Sementara, Kepala BPIP mendapatkan gaji Rp76.500.000, Wakil Kepala BPIP Rp63.750.000, Deputi BPIP Rp51.000.000, Staf Khusus Rp36.500.000. Nominal gaji ini tertuang dalam Peraturan Presiden Nomor 42 Tahun 2018.
Wakil Ketua DPR Fadli Zon menyebut ada empat cacat dalam Perpres Nomor 42 Tahun 2018 yang diteken Presiden Joko Widodo sepekan lalu itu.
“Dalam catatan saya, setidaknya ada empat cacat serius yang terkandung dalam Perpres tersebut. Pertama, dari sisi logika manajemen. Di lembaga manapun, baik di pemerintahan maupun swasta, gaji direksi atau eksekutif itu pasti selalu lebih besar daripada gaji komisaris," kata Fadli dalam pesan singkatnya, Senin, 22 Mei 2018.
Menurut dia, meski komisaris adalah wakil pemegang saham, namun masih kalah dari gaji direksi suatu lembaga perusahaan. Namun, dalam lembaga BPIP ini justru terbalik dan dinilai aneh.
"Nah, struktur gaji di BPIP ini menurut saya aneh. Bagaimana bisa gaji ketua dewan pengarahnya lebih besar dari gaji kepala badannya sendiri? Dari mana modelnya?” sebut Fadli.

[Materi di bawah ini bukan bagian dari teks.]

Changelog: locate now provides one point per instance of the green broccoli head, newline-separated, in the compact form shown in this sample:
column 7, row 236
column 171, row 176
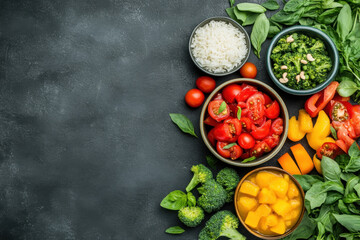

Lihat Daftar Gaji Fantastis Dewan Pengarah BPIP, Mega Rp112 Juta
Kemudian, kedua terkait dari sisi etis. Ia mengingatkan bahwa BPIP bukan lembaga atau perusahaan Badan Usaha Milik Negara yang bisa menghasilkan laba. Gaji Ketua Dewan Pengarah BPIP mengalahkan presiden sebagai kepala negara hingga menteri yang tugasnya berat membantu presiden.
"Ini adalah lembaga non-struktural, kerjanya ad hoc, tapi kenapa kok standar gajinya bisa setinggi langit begitu? Coba Anda bayangkan, gaji presiden, wakil presiden, menteri, dan pimpinan lembaga tinggi negara yang tanggung jawabnya lebih besar saja tidak sebesar itu,” jelasnya.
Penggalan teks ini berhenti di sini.